There as well, they enjoyed their most storied lightning strike of good fortune. While playing in front of a pharmacy in Boone, a woman approached them and asked if they'd be there a while; she wanted to fetch her father to hear them. Dad turned out to be folk icon and flatpicking pioneer Doc Watson, who expressed his delight by inviting the band to play MerleFest, his four day-congress of acoustic and roots music.

MerleFest led to an invitation to play street-style in the plaza in front of the Grand Ole Opry House in Nashville and eventually the Opry stage itself, where the band earned a rare debut standing ovation. By this time Old Crow had moved to Music City in their battleship Cadillac and moved into a rented house between two highways, where they studied ever-widening circles of early American music and wrote their own new American music.
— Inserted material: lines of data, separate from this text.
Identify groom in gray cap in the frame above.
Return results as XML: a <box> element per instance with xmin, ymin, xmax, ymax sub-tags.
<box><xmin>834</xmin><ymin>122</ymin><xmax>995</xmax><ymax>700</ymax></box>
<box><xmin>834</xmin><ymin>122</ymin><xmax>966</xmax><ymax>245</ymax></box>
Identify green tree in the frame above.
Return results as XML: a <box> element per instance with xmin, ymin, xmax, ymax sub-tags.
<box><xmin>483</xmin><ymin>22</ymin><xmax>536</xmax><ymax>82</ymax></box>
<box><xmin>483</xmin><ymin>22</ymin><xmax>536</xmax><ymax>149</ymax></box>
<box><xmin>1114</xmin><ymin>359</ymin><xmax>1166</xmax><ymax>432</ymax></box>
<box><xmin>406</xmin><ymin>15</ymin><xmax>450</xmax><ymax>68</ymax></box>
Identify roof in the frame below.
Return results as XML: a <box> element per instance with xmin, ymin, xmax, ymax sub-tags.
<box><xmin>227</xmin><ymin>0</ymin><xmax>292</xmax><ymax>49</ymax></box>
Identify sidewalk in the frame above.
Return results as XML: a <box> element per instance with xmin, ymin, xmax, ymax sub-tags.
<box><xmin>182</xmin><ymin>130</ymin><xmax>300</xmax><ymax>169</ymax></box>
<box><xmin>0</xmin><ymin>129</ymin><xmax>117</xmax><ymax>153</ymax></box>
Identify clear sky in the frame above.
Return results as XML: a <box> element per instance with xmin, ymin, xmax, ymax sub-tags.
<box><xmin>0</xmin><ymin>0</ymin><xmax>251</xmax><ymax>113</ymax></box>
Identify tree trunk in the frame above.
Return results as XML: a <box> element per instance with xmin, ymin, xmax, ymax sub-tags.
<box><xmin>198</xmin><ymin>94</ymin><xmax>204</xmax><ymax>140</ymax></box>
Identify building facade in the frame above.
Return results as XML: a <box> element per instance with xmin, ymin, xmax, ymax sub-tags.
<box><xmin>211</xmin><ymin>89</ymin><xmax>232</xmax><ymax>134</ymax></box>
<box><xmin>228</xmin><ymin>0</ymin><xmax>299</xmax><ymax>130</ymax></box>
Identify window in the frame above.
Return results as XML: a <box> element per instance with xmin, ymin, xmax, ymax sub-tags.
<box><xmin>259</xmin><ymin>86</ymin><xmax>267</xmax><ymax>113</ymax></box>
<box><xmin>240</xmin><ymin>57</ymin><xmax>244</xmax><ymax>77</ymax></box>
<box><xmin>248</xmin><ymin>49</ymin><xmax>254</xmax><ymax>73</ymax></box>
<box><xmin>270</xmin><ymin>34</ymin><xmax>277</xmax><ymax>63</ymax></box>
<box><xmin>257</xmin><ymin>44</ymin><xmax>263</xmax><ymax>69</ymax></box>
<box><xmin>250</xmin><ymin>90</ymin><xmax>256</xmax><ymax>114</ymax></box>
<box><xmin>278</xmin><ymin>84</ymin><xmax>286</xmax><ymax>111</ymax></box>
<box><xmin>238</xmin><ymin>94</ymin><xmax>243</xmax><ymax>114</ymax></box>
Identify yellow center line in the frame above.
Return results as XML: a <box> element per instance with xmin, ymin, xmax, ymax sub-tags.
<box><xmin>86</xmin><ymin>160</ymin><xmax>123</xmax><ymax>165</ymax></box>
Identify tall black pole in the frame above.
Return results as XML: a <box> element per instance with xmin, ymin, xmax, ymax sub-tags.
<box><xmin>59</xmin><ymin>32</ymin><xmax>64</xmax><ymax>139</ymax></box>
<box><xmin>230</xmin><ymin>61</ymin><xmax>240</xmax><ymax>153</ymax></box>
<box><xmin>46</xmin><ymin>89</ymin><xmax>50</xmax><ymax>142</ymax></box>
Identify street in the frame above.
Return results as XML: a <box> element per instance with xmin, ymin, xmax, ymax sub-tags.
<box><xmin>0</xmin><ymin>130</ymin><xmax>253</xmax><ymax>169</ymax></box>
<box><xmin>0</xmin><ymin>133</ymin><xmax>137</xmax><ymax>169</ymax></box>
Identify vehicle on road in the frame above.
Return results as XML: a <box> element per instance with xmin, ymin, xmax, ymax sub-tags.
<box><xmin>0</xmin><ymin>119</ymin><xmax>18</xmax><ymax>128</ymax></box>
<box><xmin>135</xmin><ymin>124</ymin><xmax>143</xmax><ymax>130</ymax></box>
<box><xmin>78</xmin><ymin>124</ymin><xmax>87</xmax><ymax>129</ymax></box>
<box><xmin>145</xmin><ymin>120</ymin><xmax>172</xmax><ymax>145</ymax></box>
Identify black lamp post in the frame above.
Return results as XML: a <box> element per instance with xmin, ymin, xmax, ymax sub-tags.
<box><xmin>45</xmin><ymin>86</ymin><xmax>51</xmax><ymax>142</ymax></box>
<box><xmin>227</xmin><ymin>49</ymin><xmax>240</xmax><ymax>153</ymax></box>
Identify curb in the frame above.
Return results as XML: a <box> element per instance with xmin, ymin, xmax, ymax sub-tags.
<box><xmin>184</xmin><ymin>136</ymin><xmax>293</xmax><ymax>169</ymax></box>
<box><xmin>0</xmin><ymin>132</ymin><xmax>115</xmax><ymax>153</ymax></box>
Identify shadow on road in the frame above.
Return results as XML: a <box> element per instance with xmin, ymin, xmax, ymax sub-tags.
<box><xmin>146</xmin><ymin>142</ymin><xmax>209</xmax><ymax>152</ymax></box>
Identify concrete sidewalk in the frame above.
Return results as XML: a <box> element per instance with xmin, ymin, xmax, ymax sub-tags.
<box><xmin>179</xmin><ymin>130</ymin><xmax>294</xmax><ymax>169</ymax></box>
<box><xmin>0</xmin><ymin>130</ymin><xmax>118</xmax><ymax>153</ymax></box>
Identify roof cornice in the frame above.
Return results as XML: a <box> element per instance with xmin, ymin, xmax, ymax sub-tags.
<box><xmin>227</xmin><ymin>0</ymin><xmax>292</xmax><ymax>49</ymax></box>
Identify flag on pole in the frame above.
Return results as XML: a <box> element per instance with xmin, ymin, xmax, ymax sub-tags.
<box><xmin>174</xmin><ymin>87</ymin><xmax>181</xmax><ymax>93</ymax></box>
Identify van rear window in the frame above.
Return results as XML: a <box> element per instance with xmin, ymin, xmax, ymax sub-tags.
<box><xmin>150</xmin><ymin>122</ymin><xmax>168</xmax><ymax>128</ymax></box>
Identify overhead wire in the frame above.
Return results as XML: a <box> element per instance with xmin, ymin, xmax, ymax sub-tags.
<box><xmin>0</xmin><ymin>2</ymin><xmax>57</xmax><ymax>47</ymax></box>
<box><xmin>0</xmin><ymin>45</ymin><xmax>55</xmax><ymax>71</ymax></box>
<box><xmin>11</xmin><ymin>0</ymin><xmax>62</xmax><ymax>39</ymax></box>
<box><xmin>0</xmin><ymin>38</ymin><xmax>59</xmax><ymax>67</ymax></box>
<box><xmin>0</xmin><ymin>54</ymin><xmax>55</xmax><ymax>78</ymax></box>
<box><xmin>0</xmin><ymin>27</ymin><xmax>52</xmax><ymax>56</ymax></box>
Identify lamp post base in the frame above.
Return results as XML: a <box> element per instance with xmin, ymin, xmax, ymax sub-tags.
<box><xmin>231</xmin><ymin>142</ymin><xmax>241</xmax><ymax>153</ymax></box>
As O.C.M.S. evolved toward a more urban, rollicking jug band sound, more high-profile gigs followed, including opening slots for Dolly Parton and the Del McCoury Band, an invitation to join Marty Stuart and Merle Haggard on a U.S. tour, massive jam fest Bonnaroo and public radio's A Prairie Home Companion.

Once they'd attracted the interest of Nettwerk, the label that launched the career of Coldplay and is home to Neil Finn and The Be Good Tanyas, O.C.M.S. was more than ready to go; for a year they had been working in the studio with a producer similarly energized by the arcane but vital influences of pre-War music. David Rawlings, duet partner of New Folk standard-bearer Gillian Welch, led the quintet into two of Nashville's most stories studios – RCA's legendary Studio B (good to Elvis, Waylon, Dolly and more) and Woodland Sound Studios, where Will The Circle Be Unbroken had been made in 1972. The resulting self-titled album shares with that influential Circle album (and the Nitty Gritty Dirt Band that masterminded it) a wide range of traditional country and blues songs, from the reeling mountain party sound of "Tear It Down" and "Hard To Love" to the juggy stomp of "Tell It to Me" and the mournful Leadbelly-inspired version of "CC Rider."

It was inevitable with such provocative source material, O.C.M.S. would begin writing songs, and the new album features half a dozen by three of the band's members. Critter Fuqua's "Big Time In The Jungle" is an arresting Vietnam War story song (and a true one) that could have come off an overlooked vinyl classic from 1969. "Trials & Troubles" by fiddler/singer Ketch Secor and guitarist/singer Willie Watson is a lyrical stepson of Woody Guthrie, while the chorus' close harmonies evoke the Blue Sky Boys. Watson's remarkably timeless voice also fronts "We're All In This Together," while Secor's swaying "Wagon Wheel" rounds out the album. Both feature three-part harmonies that feel surprisingly like the country material of Neil Young and the Grateful Dead. Throughout, Kevin Hayes lays down an unmistakably original rhythm voice on his 1920s period guitjo, wile Morgan Jahnig's upright bass binds and organized the band's sound from below.

O.C.M.S. members have no illusions that they're rediscovering the music of the pre-War era; many of the songs they hold dear aren't being released for the first time but being reissued for the umpteenth time. But by reinterpreting and reintroducing this canonical American music to new generations, they're feeding a deep cultural hunger. Old Crow's assets go far deeper than the songs themselves. It's an unbridled spirit, played live and loud across the nation, in a voice that's entirely their own.